Similarly, when the Centre for Science and Environment laboratory found malathion in the samples of soft drinks it tested, it was said that malathion degrades fast, its half life is small, it cannot be found. If you found it, your test is wrong. So what if other laboratories conducting similar tests also found it? It simply cannot be!
And so continues what I call the dialogues of the deaf. On the side of private interests is 'established' science, which is well considered and easy to accept. On the side of the defenders of public science is knowledge, which is challenged and contested. In a country, largely scientifically illiterate in terms of public discourse and policy, how will this battle of unequals be ever won?
Secondly, this battle is about defending the right against the wrong. Remember, in this case the institution defending the public interest, NIOH, is not a ragtag non-governmental organisation. It is a respected and established government institution. But its findings went against the 'established' and 'manufactured' truth. Therefore, it had to be proved wrong: its methodology discredited, its findings disputed and its scientists sneered upon. As it is, scientists usually find it easy to draw comfort from the closed-in silence of their work-spaces. Their silence is their acquiescence. In this rare case, the scientist defended public and deserves public support. Because if this report takes another victim, the next defender of public interests will find it even more difficult to stand up and be counted.

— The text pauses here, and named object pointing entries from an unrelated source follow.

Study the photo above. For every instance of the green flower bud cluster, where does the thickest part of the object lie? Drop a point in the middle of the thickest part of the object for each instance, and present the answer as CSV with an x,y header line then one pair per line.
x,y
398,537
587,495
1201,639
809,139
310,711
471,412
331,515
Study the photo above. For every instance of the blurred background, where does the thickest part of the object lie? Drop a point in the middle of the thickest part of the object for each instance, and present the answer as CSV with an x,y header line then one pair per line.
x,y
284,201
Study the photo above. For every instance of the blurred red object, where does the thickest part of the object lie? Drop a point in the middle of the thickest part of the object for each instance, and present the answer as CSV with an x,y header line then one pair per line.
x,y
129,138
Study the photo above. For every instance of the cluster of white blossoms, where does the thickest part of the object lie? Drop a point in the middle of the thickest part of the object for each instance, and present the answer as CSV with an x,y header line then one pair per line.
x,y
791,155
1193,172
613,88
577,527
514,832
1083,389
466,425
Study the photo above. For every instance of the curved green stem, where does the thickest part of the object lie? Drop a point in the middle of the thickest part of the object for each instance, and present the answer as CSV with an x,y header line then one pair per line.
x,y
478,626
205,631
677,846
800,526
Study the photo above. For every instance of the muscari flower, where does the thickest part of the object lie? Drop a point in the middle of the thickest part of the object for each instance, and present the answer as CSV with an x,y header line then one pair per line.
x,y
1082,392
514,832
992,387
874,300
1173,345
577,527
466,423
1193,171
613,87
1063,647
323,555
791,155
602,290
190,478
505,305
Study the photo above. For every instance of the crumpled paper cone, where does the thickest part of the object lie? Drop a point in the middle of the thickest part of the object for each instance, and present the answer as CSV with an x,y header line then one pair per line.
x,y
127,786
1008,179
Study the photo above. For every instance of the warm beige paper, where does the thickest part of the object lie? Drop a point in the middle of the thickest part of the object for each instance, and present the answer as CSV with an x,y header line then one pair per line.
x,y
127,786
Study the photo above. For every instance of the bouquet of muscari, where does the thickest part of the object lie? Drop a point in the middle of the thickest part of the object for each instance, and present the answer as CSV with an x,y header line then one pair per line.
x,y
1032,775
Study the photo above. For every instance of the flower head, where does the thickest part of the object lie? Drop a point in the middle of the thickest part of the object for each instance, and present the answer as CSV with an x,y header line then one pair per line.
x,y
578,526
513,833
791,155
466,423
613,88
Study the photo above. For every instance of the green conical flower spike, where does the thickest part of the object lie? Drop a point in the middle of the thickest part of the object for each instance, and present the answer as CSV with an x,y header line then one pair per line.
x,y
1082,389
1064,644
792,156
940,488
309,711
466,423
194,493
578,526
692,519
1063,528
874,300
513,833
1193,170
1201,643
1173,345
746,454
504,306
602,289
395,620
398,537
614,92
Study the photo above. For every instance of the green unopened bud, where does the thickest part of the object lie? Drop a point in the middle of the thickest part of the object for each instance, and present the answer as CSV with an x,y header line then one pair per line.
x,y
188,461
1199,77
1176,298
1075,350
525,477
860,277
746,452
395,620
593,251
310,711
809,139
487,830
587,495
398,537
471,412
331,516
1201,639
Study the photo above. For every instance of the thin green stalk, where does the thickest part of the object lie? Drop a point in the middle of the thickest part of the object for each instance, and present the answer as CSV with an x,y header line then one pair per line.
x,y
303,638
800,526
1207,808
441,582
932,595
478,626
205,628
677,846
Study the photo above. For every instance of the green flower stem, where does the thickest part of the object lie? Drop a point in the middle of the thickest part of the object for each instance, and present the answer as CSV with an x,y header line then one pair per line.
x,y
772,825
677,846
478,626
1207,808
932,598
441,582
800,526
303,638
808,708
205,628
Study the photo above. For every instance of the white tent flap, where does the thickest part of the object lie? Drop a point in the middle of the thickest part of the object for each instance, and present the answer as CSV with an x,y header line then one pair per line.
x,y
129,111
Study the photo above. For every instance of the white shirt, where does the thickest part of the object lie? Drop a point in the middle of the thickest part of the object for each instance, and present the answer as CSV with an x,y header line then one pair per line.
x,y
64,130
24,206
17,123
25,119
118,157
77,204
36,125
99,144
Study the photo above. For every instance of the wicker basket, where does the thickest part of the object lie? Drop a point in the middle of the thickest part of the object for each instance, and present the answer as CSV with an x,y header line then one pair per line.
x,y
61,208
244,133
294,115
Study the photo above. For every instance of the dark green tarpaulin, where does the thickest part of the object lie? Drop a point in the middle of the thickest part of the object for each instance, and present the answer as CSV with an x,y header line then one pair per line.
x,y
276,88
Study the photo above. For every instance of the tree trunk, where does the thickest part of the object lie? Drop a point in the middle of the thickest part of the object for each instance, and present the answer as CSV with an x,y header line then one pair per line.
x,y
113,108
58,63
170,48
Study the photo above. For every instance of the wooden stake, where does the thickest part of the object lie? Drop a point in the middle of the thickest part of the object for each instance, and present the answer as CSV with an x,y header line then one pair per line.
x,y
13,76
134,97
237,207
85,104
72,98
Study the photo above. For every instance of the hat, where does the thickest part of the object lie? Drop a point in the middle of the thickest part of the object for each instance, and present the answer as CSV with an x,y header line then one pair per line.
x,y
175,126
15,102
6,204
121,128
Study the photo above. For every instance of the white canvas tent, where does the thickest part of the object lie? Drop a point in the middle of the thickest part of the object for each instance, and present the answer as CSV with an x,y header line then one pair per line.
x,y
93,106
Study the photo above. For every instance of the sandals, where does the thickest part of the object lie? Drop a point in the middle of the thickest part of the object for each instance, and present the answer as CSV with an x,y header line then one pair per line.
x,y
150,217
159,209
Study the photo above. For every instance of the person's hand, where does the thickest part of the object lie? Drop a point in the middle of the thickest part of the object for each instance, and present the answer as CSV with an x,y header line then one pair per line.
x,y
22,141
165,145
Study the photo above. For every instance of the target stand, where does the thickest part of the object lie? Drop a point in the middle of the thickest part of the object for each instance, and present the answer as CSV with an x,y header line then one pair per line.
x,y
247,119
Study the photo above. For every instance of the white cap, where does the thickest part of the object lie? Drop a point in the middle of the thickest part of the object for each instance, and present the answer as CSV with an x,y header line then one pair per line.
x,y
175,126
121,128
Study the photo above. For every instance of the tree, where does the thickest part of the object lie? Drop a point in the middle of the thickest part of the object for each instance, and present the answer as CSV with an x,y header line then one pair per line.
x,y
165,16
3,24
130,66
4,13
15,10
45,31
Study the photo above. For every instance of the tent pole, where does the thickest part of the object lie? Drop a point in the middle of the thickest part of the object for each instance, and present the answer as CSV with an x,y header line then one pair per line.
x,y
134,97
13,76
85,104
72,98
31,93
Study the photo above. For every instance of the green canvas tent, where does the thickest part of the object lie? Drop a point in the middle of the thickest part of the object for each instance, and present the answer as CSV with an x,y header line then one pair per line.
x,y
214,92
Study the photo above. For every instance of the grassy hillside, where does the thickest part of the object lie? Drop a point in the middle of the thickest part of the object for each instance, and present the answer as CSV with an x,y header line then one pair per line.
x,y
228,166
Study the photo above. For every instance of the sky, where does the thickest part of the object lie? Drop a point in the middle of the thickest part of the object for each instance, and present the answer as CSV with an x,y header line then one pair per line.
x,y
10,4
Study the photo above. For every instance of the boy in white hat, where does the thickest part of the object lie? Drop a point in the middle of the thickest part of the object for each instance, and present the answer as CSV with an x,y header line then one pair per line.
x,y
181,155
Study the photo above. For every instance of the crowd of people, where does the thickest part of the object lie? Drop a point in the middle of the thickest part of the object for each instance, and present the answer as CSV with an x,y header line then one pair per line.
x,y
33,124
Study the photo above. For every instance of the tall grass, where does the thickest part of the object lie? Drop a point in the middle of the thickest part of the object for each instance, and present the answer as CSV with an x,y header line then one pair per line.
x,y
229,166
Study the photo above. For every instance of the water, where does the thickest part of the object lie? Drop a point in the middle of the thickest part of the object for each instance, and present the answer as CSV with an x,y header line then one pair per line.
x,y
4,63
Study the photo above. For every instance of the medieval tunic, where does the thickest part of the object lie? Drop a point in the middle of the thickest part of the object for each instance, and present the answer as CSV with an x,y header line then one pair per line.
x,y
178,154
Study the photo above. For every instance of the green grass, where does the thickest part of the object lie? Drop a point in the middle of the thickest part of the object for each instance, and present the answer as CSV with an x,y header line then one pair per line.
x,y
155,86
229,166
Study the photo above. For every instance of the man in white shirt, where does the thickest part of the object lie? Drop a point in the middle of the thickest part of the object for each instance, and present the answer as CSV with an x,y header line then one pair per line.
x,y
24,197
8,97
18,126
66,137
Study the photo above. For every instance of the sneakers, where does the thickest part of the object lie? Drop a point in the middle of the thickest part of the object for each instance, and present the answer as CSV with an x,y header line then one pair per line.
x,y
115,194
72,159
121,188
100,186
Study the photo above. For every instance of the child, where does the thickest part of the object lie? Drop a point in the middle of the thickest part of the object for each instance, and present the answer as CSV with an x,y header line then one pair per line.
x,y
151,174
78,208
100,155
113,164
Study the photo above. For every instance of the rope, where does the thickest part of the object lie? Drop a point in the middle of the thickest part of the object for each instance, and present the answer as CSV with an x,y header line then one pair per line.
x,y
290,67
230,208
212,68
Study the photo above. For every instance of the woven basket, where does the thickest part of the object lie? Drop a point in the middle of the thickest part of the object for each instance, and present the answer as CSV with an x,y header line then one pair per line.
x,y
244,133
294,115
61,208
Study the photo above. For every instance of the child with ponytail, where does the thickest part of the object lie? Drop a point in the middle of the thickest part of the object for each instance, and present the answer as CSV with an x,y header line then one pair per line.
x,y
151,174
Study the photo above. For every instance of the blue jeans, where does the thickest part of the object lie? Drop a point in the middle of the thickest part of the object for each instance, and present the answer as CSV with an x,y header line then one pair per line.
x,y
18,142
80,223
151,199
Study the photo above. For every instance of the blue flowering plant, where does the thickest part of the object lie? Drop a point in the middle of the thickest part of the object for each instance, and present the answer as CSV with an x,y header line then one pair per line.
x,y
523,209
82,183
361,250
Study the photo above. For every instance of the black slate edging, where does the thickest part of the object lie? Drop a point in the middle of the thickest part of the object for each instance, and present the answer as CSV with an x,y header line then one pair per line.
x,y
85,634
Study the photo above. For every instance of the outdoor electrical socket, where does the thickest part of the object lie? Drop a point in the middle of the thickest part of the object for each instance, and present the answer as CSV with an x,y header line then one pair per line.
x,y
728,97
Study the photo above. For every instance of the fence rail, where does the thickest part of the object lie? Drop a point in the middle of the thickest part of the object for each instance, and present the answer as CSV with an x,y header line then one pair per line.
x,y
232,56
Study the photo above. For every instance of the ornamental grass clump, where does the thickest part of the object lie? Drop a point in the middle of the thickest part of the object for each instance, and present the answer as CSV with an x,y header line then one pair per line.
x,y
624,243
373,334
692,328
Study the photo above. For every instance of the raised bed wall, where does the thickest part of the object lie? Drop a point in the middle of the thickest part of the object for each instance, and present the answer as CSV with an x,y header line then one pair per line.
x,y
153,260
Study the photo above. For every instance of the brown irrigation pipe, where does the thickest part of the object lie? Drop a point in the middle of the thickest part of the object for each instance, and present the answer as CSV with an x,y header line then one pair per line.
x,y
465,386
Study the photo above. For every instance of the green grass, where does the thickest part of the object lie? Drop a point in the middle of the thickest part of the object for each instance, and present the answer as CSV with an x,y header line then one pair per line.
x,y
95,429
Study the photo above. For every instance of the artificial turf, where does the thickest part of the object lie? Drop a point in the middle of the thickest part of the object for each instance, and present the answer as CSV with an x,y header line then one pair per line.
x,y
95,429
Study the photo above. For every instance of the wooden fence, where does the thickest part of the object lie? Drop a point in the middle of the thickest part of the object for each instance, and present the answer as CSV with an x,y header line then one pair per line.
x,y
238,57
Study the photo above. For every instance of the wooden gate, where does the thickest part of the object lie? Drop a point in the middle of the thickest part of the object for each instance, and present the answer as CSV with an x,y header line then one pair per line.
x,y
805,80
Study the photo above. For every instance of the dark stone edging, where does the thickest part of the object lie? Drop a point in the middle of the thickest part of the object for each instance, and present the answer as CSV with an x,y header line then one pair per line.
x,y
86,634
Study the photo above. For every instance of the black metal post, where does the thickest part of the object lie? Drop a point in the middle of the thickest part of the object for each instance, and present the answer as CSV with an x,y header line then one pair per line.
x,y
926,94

Thirdly, it is a battle about the public sphere itself. Under current law, only a Central government institution can decide on banning a particular pesticide. Its committees decide in the public interest. Their decisions are binding. But they are not public or open to scrutiny. The Dubey committee, with two industry representatives -- with direct interests in the trade -- was accountable to another closed-door committee. All in all, a process shrouded in technical legitimacy. Compare this to the case of the soft drink fracas where another institution, considered much less credible in public gaze but much more open and hence accountable, decided on an equally intensely scientific question. The committee of parliamentarians may have been much less equipped to decide on the science, but it proved much more capable of defending public interests.
'Established' science vs public interest: is this then the way ahead? These experiments are about all of us. Remember, it is about nothing less than establishing the truth.